22 ottobre 2014
ANIME NERE
di Francesco Muzzi [2014, Italia Francia, 103′]
con: Marco Leonardi, Peppino Mazzotta, Fabrizio Ferracane, Barbara Bobulova, Aurora Quattrocchi.
Luciano, Rocco e Luigi. Luciano è un agricoltore nella Locride; Rocco un costruttore a Milano; Luigi un narcotrafficante attivo tra la Locride e Milano. I tre uomini sono fratelli. Il loro padre è stato assassinato molti anni prima in una guerra tra cosche. La trama del film, tratto dall’omonimo romanzo di Gioacchino Criaco, prende l’avvio quando il figlio di Luciano, Leo, per vendicare uno sgarbo, distrugge le vetrine di un bar protetto da una cosca.
Leo è molto critico nei confronti di Luciano che, essendo il maggiore dei tre fratelli non aveva vendicato l’uccisione del proprio padre, ma aveva cercato di superare pacificamente quella profonda ferita. Il gesto di Leo rompe l’equilibrio che Luciano aveva faticosamente costruito. Luciano vorrebbe piegare la testa, fare ammenda per il gesto del figlio, Luigi invece cerca alleanze e la famiglia entra in guerra.
È un film fortissimo, carnale e passionale. Nemmeno di fronte alla morte violenta di un congiunto, le forze dell’ordine vengono percepite come solidali o amiche; lo Stato che entra nelle case, che indaga sui morti della famiglia è estraneo, è nemico, forse più nemico degli stessi assassini.
Le donne della famiglia sono totalmente consentanee ai gesti degli uomini. L’anziana madre dei tre uomini, interpretata da una straordinaria Aurora Quattrocchi, piange i suoi lutti, ma ritrova tutto il suo orgoglio, la sua fierezza nell’odio invincibile verso la polizia che le entra in casa. La milanese moglie di Rocco, l’unica estranea, che aveva creduto di poter vivere lambendo, senza esserne coinvolta, quel mondo, viene trascinata nel gorgo della faida. I patti tra le famiglie, e son patti criminali, si stringono arcaicamente mangiando insieme, e facendo fidanzare i figli.
Il film è recitato in dialetto calabrese, girato ad Africo nella Locride, le comparse sono locali. È un film da vedere, recitato benissimo, con una fotografia che gioca con la luce che dà spazio, e lo toglie, ai gesti, agli sguardi. I dialoghi sono essenziali. È un linguaggio tribale, fatto di poche parole, pochi gesti, tutto teso alla sopravvivenza, al dominio. Alla religione uomini e donne si aggrappano non come a una fede, ma come a una superstizione.

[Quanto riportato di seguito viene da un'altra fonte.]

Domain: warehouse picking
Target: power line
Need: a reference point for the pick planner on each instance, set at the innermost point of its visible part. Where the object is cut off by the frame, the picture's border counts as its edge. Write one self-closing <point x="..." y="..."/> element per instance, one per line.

Il regista Francesco Muzzi è riuscito a cogliere l’umanità in una galleria umana che sarebbe stato tanto più semplice stigmatizzare altrimenti. È un film da non perdere, aldilà dei fatti criminali e violenti, quel che si sente fortissimo è l’amore che unisce questi uomini, questa gente, questa civiltà. Un amore che lega, vincola, e forse non rende liberi, un amore al quale sembra impossibile sottrarsi. Un amore sbagliato, si potrebbe dire. Un amore da ricostruire. Comunque un amore.